A University of Queensland project aimed at early detection of infectious disease in dairy cows could save Australian and New Zealand dairy industries millions of dollars.
Professor Mitchell said the risk of death for dairy cows is up to six times greater during the transition from pregnancy to lactation.
“The transition time is incredibly draining,” Professor Mitchell said.
“A cow goes from producing no milk to producing milk on a daily basis and they use a lot of energy to accommodate that.
“During this vulnerable time their immune system weakens so they become prone to infectious disease and debilitating metabolic conditions.
“This transition period is a key time for early diagnosis and intervention.”
Professor Mitchell said cows failing to complete the transition costs Australian and New Zealand dairy industries an estimated $300 million and $1 billion respectively each year, a burden he believes can be reduced.
“We aim to improve the early diagnosis of at-risk transition cows by identifying specific early biomarkers of major diseases.
“We’re looking specifically at biomarkers which are secreted from cells and can be measured by testing certain liver enzymes.
“By identifying these biomarkers we can determine which cows will struggle during transition and which won’t.
“This will allow dairy farmers to better focus resources on cows most likely to successfully transition, and develop preventative strategies which could reduce the economic burden by at least 25 per cent.”
Professor Mitchell said the project shows the value of long term relationships and the linkage between high-end science and the practical needs of the community.
“Dairy New Zealand are our industry research partner for this project and are providing more than 400 cattle for us to sample.”
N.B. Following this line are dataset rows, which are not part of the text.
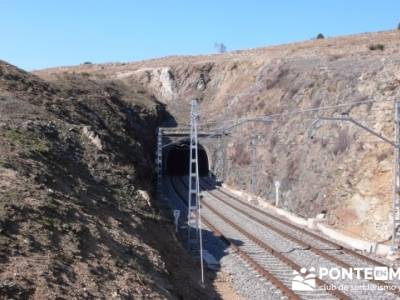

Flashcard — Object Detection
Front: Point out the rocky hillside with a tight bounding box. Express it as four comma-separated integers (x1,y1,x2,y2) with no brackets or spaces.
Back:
0,61,219,299
38,31,400,241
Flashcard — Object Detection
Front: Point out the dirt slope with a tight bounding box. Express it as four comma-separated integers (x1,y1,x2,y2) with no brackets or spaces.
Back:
0,61,219,299
37,31,400,241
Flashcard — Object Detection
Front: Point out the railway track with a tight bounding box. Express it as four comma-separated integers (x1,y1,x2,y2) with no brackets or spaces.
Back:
171,179,350,299
191,177,400,299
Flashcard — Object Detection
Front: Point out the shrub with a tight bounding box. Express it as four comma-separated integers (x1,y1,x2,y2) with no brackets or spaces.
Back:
368,44,385,51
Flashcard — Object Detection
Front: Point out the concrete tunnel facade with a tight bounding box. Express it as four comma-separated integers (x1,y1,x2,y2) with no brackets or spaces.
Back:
163,140,210,177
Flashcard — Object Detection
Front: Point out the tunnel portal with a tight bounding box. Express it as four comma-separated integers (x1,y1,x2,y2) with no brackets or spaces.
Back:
165,141,209,176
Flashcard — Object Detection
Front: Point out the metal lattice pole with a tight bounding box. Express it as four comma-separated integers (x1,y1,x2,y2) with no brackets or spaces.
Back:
250,136,258,195
392,101,400,253
188,100,204,284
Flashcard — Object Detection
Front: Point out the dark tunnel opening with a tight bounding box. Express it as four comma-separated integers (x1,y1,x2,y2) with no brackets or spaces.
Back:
165,141,209,177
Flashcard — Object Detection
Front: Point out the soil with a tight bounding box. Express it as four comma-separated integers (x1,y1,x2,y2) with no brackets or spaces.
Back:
0,61,234,299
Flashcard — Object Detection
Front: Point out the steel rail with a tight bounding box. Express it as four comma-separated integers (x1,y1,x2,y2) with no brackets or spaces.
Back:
170,180,301,300
203,178,400,296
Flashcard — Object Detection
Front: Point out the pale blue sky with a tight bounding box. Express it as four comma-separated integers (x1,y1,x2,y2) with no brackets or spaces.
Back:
0,0,400,70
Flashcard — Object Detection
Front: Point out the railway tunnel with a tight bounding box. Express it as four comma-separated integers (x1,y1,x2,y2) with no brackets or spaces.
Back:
164,140,209,177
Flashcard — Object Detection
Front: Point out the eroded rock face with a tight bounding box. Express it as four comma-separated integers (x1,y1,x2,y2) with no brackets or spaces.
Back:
36,31,400,240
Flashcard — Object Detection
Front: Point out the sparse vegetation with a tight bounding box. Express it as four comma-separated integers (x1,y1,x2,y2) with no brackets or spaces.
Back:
214,43,226,53
368,44,385,51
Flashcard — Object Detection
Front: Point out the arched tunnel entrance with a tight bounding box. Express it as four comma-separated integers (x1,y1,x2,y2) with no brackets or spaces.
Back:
165,141,209,176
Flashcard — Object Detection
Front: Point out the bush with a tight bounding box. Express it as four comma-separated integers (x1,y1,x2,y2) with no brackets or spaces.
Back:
368,44,385,51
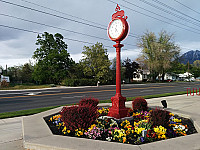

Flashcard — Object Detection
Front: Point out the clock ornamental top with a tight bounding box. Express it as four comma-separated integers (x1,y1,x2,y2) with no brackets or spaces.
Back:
112,4,128,20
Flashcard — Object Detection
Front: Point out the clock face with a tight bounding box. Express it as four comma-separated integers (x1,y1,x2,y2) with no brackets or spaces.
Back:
108,19,123,39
The project also shows the value of lateral thinking between animal and human diseases.
“We use the same methodology to look at women who could be at risk of disease during pregnancy or during labour.
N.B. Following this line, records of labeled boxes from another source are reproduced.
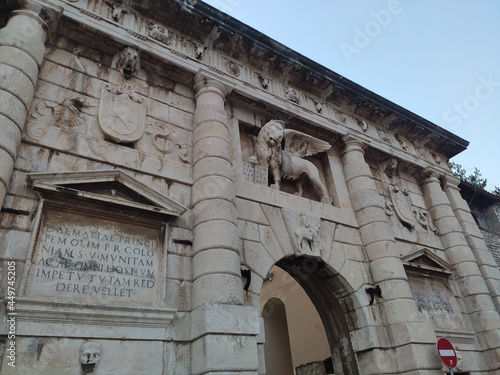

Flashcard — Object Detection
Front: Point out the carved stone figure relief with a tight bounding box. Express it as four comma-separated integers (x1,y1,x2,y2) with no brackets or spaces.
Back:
249,120,332,204
113,46,140,79
99,84,147,143
257,74,269,90
149,24,173,46
356,120,368,132
394,133,408,151
389,184,415,228
224,61,240,77
79,341,102,374
285,87,300,104
31,97,90,128
111,4,127,23
153,124,189,163
377,129,392,144
282,209,321,256
413,207,438,235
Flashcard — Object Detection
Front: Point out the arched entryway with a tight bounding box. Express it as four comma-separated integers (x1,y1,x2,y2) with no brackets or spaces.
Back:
261,257,358,375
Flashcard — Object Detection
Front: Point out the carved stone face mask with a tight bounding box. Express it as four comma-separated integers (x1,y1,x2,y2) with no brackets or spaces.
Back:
80,341,101,374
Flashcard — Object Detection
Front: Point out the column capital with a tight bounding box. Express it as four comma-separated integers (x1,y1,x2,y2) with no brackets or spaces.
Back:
420,167,443,183
9,0,62,43
443,174,461,190
342,133,370,154
194,69,235,100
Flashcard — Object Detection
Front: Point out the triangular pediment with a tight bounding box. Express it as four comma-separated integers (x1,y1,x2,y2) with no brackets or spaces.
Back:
27,170,187,218
401,248,455,275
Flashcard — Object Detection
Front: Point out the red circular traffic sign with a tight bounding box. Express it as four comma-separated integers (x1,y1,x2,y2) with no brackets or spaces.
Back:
436,337,457,368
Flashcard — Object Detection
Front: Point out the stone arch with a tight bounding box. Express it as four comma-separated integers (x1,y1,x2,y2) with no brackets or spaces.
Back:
262,297,293,374
242,202,373,374
276,256,358,374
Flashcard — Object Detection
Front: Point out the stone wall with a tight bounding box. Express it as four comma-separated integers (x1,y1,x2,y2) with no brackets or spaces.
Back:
0,0,500,375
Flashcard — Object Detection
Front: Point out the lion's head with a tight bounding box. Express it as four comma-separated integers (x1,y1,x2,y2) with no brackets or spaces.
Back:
261,120,284,147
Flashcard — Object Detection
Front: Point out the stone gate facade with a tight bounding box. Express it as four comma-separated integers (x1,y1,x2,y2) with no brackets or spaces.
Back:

“While this research has a veterinary clinical endpoint the project lets us refine and improve the methodology for people-focused research in the future.”
Professor Mitchell and his team Professor Gregory Rice of UQ’s Centre for Clinical Research and Professor John Roche of Dairy New Zealand were awarded a Discovery Program grant of AUD$660,500 over three years.
Professor Mitchell also holds an Affiliated Academic position with the Queensland Alliance for Agriculture and Food Innovation (QAAFI).